Sabine Banovic
Swarm
Opening reception September 3rd, 2010, 6:00 – 9:00 p.m.
September 4th – October 9th, 2010
Sabine Banovic "Swarm"
“I draw the thing which makes a musician contort his face while playing music.[…] the emotional content of the line, the relationships which are developed and then dissolved in the interplay between these impressions; all of this reflects a form of contemplation […]”
As a student who attended the master classes of the Japanese artist Leiko Ikemura, Sabine Banovic’s work is reminiscent of the brush painting of the Far East in which lines and the sequence of brush strokes are crucial in the development of the visual space.
The filigree lines, tracery, nodules and spots which form and at the same time dissolve the bodies and landscapes in Banovic’s work take us, as we become immersed in her large scale drawings, into mystical parallel worlds and forms of thought.The dimensions dance between proximity and distance. Established associations and the emotions which go with them become mingled, are developed further and leave the viewer searching for visual reference points.

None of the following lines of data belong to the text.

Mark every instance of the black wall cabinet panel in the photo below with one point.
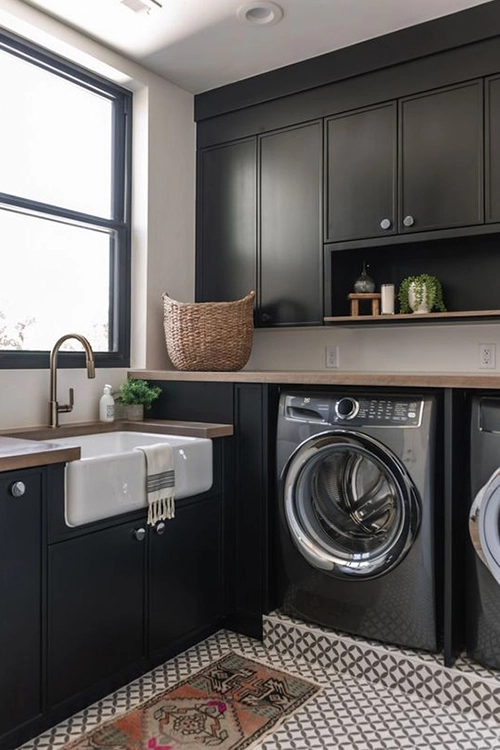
(441, 157)
(361, 165)
(227, 221)
(290, 226)
(492, 143)
(186, 589)
(21, 600)
(96, 608)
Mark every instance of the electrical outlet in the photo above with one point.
(332, 356)
(487, 356)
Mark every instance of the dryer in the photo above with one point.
(356, 513)
(483, 568)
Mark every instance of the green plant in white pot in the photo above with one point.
(137, 395)
(421, 294)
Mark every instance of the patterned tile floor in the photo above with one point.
(463, 663)
(349, 714)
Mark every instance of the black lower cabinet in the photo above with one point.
(96, 608)
(249, 486)
(21, 600)
(186, 580)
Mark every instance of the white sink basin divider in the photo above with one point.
(110, 477)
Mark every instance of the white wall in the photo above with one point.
(163, 216)
(410, 348)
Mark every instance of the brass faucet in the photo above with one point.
(54, 408)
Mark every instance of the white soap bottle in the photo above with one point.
(107, 405)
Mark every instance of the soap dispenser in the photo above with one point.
(107, 405)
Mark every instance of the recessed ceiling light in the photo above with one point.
(141, 6)
(261, 13)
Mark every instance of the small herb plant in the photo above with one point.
(135, 391)
(434, 293)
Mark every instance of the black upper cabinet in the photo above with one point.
(227, 231)
(21, 598)
(290, 225)
(96, 608)
(441, 159)
(492, 144)
(361, 172)
(186, 589)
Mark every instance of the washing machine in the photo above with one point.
(356, 513)
(483, 560)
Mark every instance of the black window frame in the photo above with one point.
(120, 222)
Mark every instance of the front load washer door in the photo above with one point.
(349, 504)
(484, 519)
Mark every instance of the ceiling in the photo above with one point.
(200, 44)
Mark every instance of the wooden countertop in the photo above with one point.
(17, 453)
(326, 377)
(19, 448)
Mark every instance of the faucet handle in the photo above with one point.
(67, 407)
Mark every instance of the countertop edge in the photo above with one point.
(21, 448)
(321, 377)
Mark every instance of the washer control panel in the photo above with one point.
(350, 410)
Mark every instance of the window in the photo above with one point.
(64, 210)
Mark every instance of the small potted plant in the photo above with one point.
(137, 395)
(421, 294)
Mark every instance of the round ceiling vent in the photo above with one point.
(261, 13)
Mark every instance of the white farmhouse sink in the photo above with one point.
(110, 477)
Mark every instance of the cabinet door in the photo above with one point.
(441, 157)
(227, 221)
(361, 174)
(290, 226)
(20, 597)
(96, 608)
(492, 142)
(186, 586)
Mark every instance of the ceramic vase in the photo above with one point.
(425, 303)
(134, 412)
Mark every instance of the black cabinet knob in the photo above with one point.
(17, 489)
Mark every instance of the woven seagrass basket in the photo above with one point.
(209, 336)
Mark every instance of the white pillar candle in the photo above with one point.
(387, 291)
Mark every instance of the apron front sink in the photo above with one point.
(110, 476)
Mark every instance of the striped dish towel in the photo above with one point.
(160, 481)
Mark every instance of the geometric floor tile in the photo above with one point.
(349, 714)
(466, 687)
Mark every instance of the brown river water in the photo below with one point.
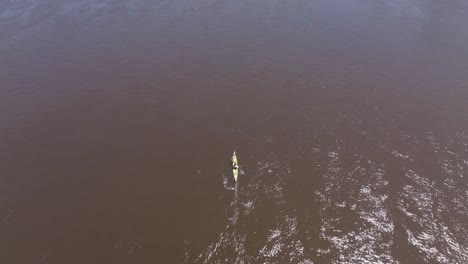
(118, 120)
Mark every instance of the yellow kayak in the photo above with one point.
(235, 166)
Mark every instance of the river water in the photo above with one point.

But it is especially the absence of defined contours and the alterna-ting contrasts between black and white which serve to dissolve the flat structures and spaces in her pictures so they always promote a mood of contemplation in the observer. There is a conscious alternation between emptiness and fullness in the portrayal of the opposites of abstraction and the clearly recognisable. The eye remains fixed on the individual islands of meaning as visual anchors, is submerged into numerous microcosms and finally becomes lost in the diffuse mist of the lines.